法廷遊戯 五十嵐律人 著

 司法試験に合格した著者が手掛けたリーガル・サスペンス。法制度や公判の実際を知るだけに、いわゆる「法廷もの」に立体感が出ていて読ませる。衝撃的なラストに向かう最終章は臨場感に富み、疾走感も加わって手に汗握る。被告が有罪か無罪かを決める刑事手続きを扱っているのに、読後は両者の間に横たわるグレーゾーンについても考えさせられる。

 物語は「法都大」の法科大学院に通う久我清義と織本美鈴、結城馨の3人を中心に展開する。家庭の事情から児童養護施設で育った久我は、後に入所してきた織本をトラブルから救うために傷害事件を起こしてしまう。久我が更生の過程で司法制度に触れたことで2人は法律を学ぶことを志し、進学後に結城と出会う。

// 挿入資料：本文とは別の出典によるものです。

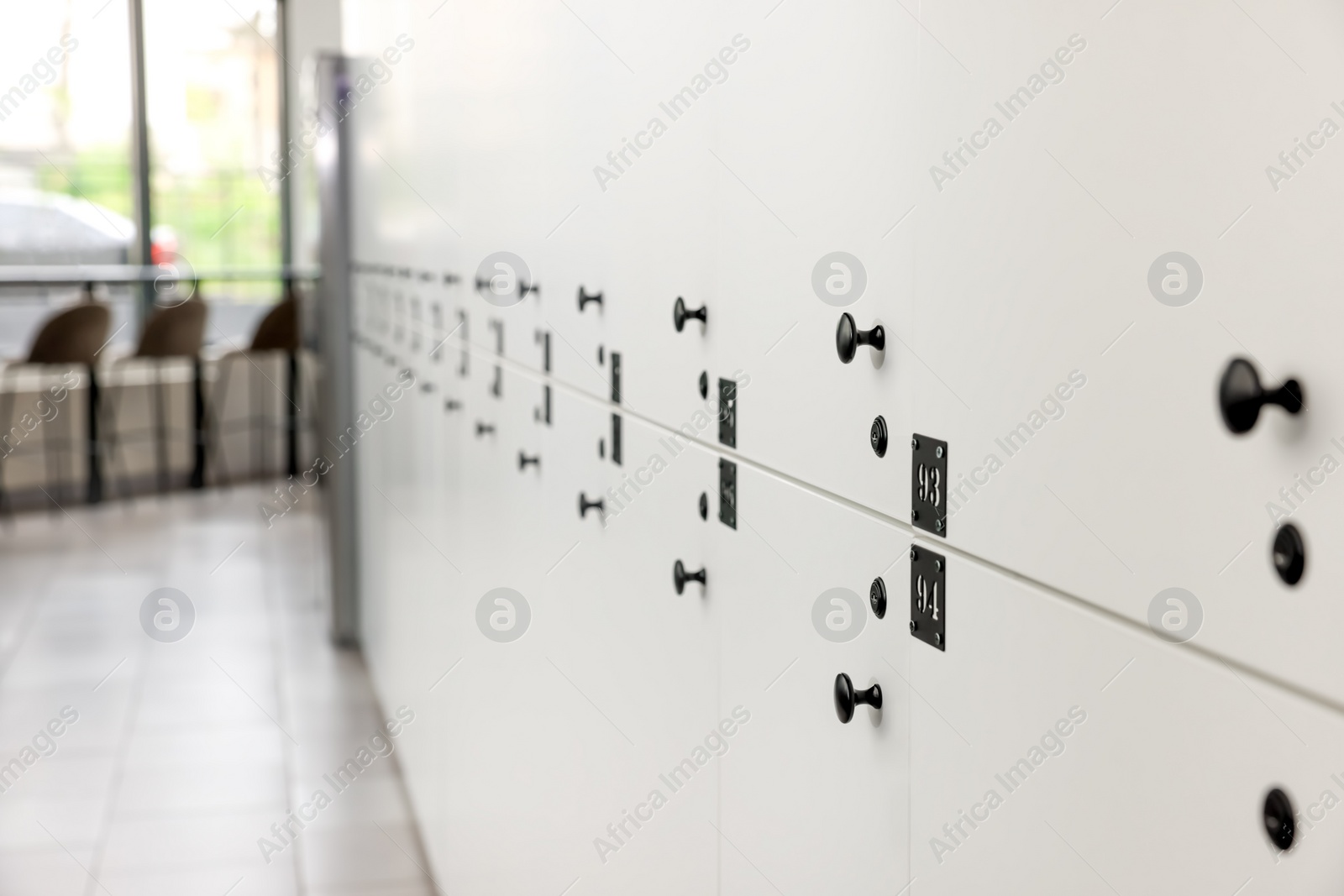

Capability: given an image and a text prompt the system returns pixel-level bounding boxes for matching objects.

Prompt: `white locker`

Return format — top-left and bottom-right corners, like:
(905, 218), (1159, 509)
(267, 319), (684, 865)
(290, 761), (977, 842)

(910, 540), (1344, 893)
(706, 468), (922, 894)
(911, 3), (1344, 703)
(333, 0), (1344, 896)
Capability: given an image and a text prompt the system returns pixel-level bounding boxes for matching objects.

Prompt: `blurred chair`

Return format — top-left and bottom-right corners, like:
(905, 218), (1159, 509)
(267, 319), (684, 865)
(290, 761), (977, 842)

(106, 296), (210, 491)
(0, 299), (112, 509)
(210, 291), (300, 482)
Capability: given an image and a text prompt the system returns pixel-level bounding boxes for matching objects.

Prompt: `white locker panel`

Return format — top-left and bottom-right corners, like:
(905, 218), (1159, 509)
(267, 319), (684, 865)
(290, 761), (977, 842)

(710, 3), (921, 516)
(704, 466), (922, 896)
(909, 540), (1344, 893)
(911, 3), (1344, 701)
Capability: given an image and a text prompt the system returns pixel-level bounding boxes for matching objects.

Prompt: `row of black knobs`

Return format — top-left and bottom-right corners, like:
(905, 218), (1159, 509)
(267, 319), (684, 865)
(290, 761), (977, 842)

(578, 286), (710, 333)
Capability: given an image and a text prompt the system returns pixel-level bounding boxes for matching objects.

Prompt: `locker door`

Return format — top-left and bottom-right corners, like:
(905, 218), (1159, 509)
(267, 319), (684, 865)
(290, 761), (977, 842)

 学内の模擬法廷では、既に司法試験に合格している結城が裁判官役で学生間のもめ事を裁く「無辜(むこ)ゲーム」が流行していた。久我と織本はこの中で、過去の事件などを巡りゲームを仕掛けられる。この時は大きなトラブルに発展することもなく収束し、久我と織本も司法試験に合格、3人ともそれぞれの道に進むが、しばらくして、このうちの1人が模擬法廷で死亡する。別の1人は殺人罪で被告に、残る1人は被告の弁護人となり、被告の裁判員裁判を通して思わぬ事実が浮かび上がっていく。

 「手渡された爆発寸前の爆弾を、ドライバー1本で解体しろと命じられる。無罪主張をする弁護人に求められるのは、そんな作業だ」など、法律家の卵ならではの表現が全編を支える。一方、違法性阻却事由や構成要件該当性といった専門用語が頻出するシーンもあり、とっつきにくさが残る。

 著者は盛岡市出身、東北大法学部卒。本作でメフィスト賞を受けた。(桜)

 講談社03(5395)5817=1760円。